Quello più adatto, ovviamente. Quello che più vi soddisfa, che più vi rimane comodo, che vi facilita il lavoro. Se preferite scrivere a mano e poi riportare “in bella” il testo col vostro computer in un documento, non fatevi problemi a prendere una biro. Se siete nostalgici della macchina da scrivere e ne avete ancora una in casa… forse è il caso di rinunciarvi, a meno che riusciate a trovare ancora i nastri dell’inchiostro…

Ho riempito quantità enormi di carta (da riciclo), perché, inizialmente, trovavo comodo fare così. Scrivevo più velocemente, non potevo stare sempre davanti a un pc e carta e penna erano i miei strumenti preferiti. Poi ricopiavo tutto con un programma di scrittura.

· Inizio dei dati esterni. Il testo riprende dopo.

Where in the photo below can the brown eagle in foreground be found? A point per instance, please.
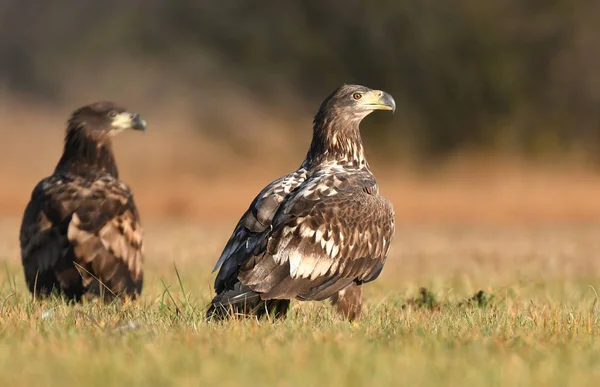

Adesso, dopo tantissime ore passate davanti al computer a scrivere, sono diventato più spedito della penna, le mie dita si muovono velocemente sulla tastiera, senza più guardare i tasti. Adesso mi diventa più comodo scrivere direttamente al computer. Se viviamo nell’era digitale ci sarà un motivo. Ogni testo è destinato a divenire un file, è una realtà a cui non si sfugge. Tanto vale velocizzare i tempi.

E la carta? Andrà in pensione?

La carta è custode dei miei mille appunti, delle idee che devo fermare su un supporto per evitare che svaniscano. Riprendo quegli appunti davanti al mio portatile, li sviluppo e li amplio, li trasformo in un testo di senso compiuto. La carta accoglie le mie ispirazioni, soltanto vederla mi suggerisce mille cose da scrivervi.

Se decidete di scrivere elettronicamente, fatelo offline. L’era digitale ci ha fatto entrare nel mondo del blogging, la rete è piena di strutture che ci consentono di creare contenuti dinamicamente. Grazie a esse possiamo urlare al mondo intero che ci siamo anche noi, che abbiamo qualcosa da dire, che reclamiamo i nostri spazi virtuali. Spesso, però, chi scrive lo fa direttamente sul blog, senza pensare, purtroppo, che un blog potrebbe sparire. Un guasto al server che lo ospita, per esempio. Ed ecco che, se nessun backup del database è stato effettuato, il vostro articolo è perduto per sempre.

Meglio scrivere offline e poi copiare e incollare il vostro scritto nell’editor di testo del blog. I vostri testi saranno salvi da eventuali incidenti di percorso. Una sorta di brutta e bella copia, come un tempo. Ma entrambe elettroniche, ora.

E voi quali strumenti utilizzate per scrivere?

3 Commenti

  1. Il meglio di Penna Blu – Novembre 2010
    1 dicembre 2010 alle 06:53 Rispondi

    […] Continua a leggere l’articolo Gli strumenti per scrivere. […]

  2. Marco
    28 gennaio 2011 alle 09:12 Rispondi

    Da anni mi sono abituato a effettuare backup: su un disco rigido esterno, e su un server (tramite un servizio a pagamento). In questo modo sono certo che in caso di furto del computer, o guasto, tutto quello che mi serve (dalla corrispondenza, ai post), sarà salvo.

    • Daniele Imperi
      31 gennaio 2011 alle 09:44 Rispondi

      Sto facendo anche io i backup su un disco esterno, almeno delle cose più importanti, come tutto ciò che scrivo e le foto che scatto.